Higher education is not pursued for the sole purpose of getting a job, it teaches you how to question, think critically and fully forms your intelligence. I'd be dead broke without it, not withstanding the job my degree did in part help my obtain. I benefited most from the critical thinking skills I'd learned there and I'm grateful every day for what my parents did to help me get my degree. I am going to make very sure my kids have the same.

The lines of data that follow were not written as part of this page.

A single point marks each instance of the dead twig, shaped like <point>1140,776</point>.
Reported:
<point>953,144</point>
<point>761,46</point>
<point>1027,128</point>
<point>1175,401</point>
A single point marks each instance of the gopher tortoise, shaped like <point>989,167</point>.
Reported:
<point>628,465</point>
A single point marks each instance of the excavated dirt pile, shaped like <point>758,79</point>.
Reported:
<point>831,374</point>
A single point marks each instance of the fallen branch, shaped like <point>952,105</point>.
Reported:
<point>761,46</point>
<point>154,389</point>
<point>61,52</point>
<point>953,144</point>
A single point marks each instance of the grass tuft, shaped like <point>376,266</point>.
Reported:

If you have any inclination to become wealthy, remember that all wealth is generated through commerce and industry. Your home will provide you shelter, which is obviously a basic necessity, but it will never provide more than that. It can't provide cashflow unless you rent it (turn it in to a business), and it can't "grow". The price of housing can only increase as people are able to take on more debt due to low interest rates or raise capital by other means. If you look at a successful businesses, it increases revenue over time and grows it's profitability. This is why productive assets always do better over long time periods. Businesses grow. Houses don't, so I'd continue with investing in the RESP if you have kids.

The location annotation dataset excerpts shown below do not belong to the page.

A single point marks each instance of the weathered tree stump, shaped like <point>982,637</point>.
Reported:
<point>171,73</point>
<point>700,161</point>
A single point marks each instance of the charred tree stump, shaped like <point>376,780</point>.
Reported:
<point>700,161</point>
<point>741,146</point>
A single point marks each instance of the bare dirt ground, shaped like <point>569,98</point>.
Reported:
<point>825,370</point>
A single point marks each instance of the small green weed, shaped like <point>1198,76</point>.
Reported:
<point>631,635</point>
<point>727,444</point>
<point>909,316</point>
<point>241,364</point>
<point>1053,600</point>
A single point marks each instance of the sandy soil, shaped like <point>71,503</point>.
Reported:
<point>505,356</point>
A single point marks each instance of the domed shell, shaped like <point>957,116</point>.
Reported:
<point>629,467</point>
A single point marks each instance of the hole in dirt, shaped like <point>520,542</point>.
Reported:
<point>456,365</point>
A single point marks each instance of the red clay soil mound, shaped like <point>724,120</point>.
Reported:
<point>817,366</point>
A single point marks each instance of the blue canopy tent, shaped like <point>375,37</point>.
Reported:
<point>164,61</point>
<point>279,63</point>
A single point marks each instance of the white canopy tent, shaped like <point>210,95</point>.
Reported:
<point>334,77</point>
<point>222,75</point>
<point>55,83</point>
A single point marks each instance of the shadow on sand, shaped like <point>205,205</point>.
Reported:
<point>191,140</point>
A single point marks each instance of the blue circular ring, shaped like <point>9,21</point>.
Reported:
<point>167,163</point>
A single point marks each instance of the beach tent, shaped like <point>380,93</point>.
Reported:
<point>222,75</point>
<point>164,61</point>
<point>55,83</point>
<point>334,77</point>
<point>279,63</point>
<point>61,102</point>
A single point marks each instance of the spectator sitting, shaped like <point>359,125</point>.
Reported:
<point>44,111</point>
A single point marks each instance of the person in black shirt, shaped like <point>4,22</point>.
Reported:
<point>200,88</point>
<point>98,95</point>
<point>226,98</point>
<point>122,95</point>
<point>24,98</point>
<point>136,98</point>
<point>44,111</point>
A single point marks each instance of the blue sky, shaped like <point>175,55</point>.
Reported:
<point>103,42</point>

Housing is a very expensive consumer good, of which the price is expanding due to a perception that demand is overwhelming supply. Fear is clearly driving the market now and nothing good comes of decisions that are made during times of mass panic. I would remind you that we don't have a good idea of supply vs demand, as we don't know how many homes have been bought for speculative purposes in the GTA, we have only anecdotes. When things go bad, those speculators will dump their assets with the same panic they acquired them. Look to Vancouver to see what happens the world runs out of greater fools.
Deal Addict
Jul 3, 2007
3924 posts
4323 upvotes
Toronto
Incomes up about 20% and prices up about 150% in the last 5 years. Thats not a good ratio , basically unsustainable. This market is all about foreign money, 40-1 leverage on insured mortgages and massive speculation based buying.

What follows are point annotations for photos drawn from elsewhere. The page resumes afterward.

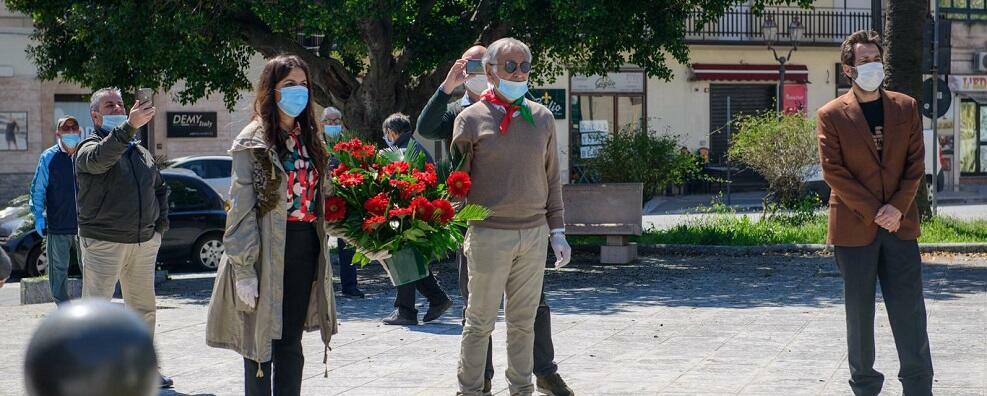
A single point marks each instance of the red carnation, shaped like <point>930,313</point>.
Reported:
<point>423,208</point>
<point>396,167</point>
<point>376,205</point>
<point>459,184</point>
<point>400,212</point>
<point>350,179</point>
<point>444,210</point>
<point>335,209</point>
<point>371,223</point>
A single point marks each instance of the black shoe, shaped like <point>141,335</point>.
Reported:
<point>402,317</point>
<point>553,385</point>
<point>353,292</point>
<point>166,382</point>
<point>435,311</point>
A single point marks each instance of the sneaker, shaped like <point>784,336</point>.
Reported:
<point>553,385</point>
<point>435,311</point>
<point>166,382</point>
<point>402,317</point>
<point>353,292</point>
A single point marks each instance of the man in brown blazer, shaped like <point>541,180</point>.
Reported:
<point>871,149</point>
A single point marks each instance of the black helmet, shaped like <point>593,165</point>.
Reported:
<point>91,347</point>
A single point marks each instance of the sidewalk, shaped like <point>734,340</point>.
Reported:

This market is now a commodity more than actual housing . Not good . Might as well list Toronto RE on the TSX under the ticker symbol FLIP ..... lol



Sanyo wrote: Thats if they keep onto their job during the time... you have to hope no recession or interest rate hikes for this to be sustainable... you may barely break even after the carnage in 15-20 years. Sure if you bought 15 years ago it wont matter, its the highly leveraged today.
Deal Guru
Dec 11, 2008
10415 posts
1734 upvotes
Had a friend move up to Elgin Mills and Bathurst for a detached home for $1.5M

Mortgage is $800k.

2 kids under 3 and both work. I assume 200k gross family income. Insane.
Newbie
Nov 5, 2016
32 posts
3 upvotes
joepipe wrote:
This market is now a commodity more than actual housing . Not good . Might as well list Toronto RE on the TSX under the ticker symbol FLIP ..... lol
lol...People nowsaday enjoy to travel through screen and satisfy with their houses' appreciation lol. What they need for a happy life is a big house with 20% increase every year and a high speed internet lol
Deal Addict
Jul 6, 2005
4136 posts
1680 upvotes
Toronto
speedyforme wrote: Had a friend move up to Elgin Mills and Bathurst for a detached home for $1.5M

Mortgage is $800k.

2 kids under 3 and both work. I assume 200k gross family income. Insane.
Out of curiosity, how old is said friend and their spouse?

$800k mortgage with $200k/year family income is technically doable. But adding childcare costs for 2 kids when both parents are working is killer... Ask me how I know.